A month ago she made two trips to the hospital, for a total of three weeks. She had several upper gastrointestinal endoscopies, a barium swallow, two CAT scans and an esophageal pH test. Each one showed a raw esophagus and a raw stomach. That’s when we understood that the word acid meant exactly that. The acid’s erosion had caused permanent, nonreversible damage.

Even though she had been receiving treatment all those years and had taken every medication they prescribed, she still ended up vomiting after every meal. And with every sip of water.

They put her on several different hospital diets, and none of them prevented the vomiting. So she stopped eating. She was tired of the pain in her stomach, chest and throat. She was tired of the burning sensation. But mostly she was tired of the nausea and vomiting.

So she asked that I share her story with others. She doesn’t want to see people wait to talk to their doctors about heartburn and acid reflux. She wants people to know that constant acid reflux that never goes away is one of the most painful things one can experience.

Not only are you uncomfortable but you no longer have control over your body and how it reacts to food and water. One would think that with all of the technological advances we’ve had that GERD would be something that is easily treated. Or at least successfully treated.
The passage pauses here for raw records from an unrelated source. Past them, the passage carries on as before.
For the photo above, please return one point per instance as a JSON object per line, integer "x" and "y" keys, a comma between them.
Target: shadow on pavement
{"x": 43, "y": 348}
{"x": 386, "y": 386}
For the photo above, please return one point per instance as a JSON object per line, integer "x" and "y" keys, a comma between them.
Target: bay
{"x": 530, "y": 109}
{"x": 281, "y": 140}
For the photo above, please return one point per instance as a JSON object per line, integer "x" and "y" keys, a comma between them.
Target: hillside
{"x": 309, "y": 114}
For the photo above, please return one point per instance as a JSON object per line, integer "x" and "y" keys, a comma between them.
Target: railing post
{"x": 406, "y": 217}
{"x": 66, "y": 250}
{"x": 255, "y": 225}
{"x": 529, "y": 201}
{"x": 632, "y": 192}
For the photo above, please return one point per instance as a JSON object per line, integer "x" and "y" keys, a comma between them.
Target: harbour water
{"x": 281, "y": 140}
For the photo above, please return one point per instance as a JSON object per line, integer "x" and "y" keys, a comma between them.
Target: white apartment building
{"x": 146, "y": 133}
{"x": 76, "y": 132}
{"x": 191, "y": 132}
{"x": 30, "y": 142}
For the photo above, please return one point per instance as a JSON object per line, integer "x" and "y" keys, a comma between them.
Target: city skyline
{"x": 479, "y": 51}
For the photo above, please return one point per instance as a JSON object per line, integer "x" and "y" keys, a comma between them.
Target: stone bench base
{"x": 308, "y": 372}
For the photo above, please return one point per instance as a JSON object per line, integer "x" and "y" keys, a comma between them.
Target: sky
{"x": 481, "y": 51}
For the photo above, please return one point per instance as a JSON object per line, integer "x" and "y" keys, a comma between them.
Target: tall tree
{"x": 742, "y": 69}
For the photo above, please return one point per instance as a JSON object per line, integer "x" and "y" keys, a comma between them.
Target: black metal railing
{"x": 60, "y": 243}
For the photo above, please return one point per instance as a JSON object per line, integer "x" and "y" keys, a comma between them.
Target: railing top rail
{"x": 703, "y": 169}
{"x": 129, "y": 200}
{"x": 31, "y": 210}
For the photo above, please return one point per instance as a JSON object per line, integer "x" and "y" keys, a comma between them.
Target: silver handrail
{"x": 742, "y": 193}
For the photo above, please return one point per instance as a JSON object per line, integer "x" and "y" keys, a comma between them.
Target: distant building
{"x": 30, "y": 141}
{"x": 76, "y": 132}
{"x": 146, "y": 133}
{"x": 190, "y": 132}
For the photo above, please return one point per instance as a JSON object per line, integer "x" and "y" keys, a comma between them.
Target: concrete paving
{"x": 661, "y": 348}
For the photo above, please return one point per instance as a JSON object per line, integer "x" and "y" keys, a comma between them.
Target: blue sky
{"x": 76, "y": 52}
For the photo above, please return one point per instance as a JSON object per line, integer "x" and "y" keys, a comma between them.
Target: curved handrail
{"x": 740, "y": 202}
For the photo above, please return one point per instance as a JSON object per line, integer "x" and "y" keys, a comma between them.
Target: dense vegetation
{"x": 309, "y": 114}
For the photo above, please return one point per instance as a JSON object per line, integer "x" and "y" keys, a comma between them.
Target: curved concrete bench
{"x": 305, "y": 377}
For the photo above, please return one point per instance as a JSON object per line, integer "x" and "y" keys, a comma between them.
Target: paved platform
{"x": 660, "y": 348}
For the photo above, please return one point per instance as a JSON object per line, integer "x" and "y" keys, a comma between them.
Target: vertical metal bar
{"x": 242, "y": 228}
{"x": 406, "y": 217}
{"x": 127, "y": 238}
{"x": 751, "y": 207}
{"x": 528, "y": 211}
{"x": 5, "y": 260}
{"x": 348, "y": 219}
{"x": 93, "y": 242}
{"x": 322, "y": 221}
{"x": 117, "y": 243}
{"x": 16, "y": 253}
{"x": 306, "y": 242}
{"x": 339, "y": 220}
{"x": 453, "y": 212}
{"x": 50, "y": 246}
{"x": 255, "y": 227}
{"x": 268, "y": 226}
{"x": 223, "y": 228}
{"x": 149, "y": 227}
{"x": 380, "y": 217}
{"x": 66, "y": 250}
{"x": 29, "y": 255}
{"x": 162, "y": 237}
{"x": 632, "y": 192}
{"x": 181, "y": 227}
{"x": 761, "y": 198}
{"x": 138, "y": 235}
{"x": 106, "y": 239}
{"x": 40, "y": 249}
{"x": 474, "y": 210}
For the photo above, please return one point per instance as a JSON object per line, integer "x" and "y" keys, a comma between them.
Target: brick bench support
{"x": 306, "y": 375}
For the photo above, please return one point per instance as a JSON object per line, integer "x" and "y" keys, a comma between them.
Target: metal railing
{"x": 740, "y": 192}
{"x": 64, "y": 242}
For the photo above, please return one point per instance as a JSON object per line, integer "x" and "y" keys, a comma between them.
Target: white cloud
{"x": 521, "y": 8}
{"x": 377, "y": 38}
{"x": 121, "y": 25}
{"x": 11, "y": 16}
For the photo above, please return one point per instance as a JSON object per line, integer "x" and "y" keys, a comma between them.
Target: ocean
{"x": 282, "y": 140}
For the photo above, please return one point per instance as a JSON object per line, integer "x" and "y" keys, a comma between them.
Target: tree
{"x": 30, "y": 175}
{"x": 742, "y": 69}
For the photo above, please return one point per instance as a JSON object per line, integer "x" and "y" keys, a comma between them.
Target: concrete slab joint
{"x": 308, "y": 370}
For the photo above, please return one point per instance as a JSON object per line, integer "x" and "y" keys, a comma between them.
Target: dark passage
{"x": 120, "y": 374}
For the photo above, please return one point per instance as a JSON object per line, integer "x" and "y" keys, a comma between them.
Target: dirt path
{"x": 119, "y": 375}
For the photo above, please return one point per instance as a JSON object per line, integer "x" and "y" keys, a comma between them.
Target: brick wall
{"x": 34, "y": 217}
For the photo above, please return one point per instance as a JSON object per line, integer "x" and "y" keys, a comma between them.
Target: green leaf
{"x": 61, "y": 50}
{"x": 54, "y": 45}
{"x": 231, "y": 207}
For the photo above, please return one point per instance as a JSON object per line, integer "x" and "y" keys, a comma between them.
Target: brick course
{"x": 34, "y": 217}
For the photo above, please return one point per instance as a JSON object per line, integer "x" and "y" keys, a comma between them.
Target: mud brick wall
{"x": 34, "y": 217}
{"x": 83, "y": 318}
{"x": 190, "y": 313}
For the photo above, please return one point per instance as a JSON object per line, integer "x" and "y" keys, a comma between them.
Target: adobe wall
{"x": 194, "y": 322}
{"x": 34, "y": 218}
On the rare occasion when I wake up at night with the feeling of someone pouring acid down my throat (and yes, that’s how it feels), I have to sit up instantly because the fluid is making its way up my throat. And each time I pray I won’t go through that again.

I now keep heartburn medication and antacids on me at all times because I never know when it will happen. I’ve watched my mom choke on foods while denying herself of her favorite foods. I’ve heard her vomit from just drinking a few ounces of water. And I’ve watched her starve just to make the pain go away. I believe that speaks volumes on the pain that one with GERD goes through.

So if you know someone with GERD and you say, “oh, I get heartburn too,” or suggest that they “just take a pill,” remember it’s not always that simple. GERD is a disease. It is not a symptom.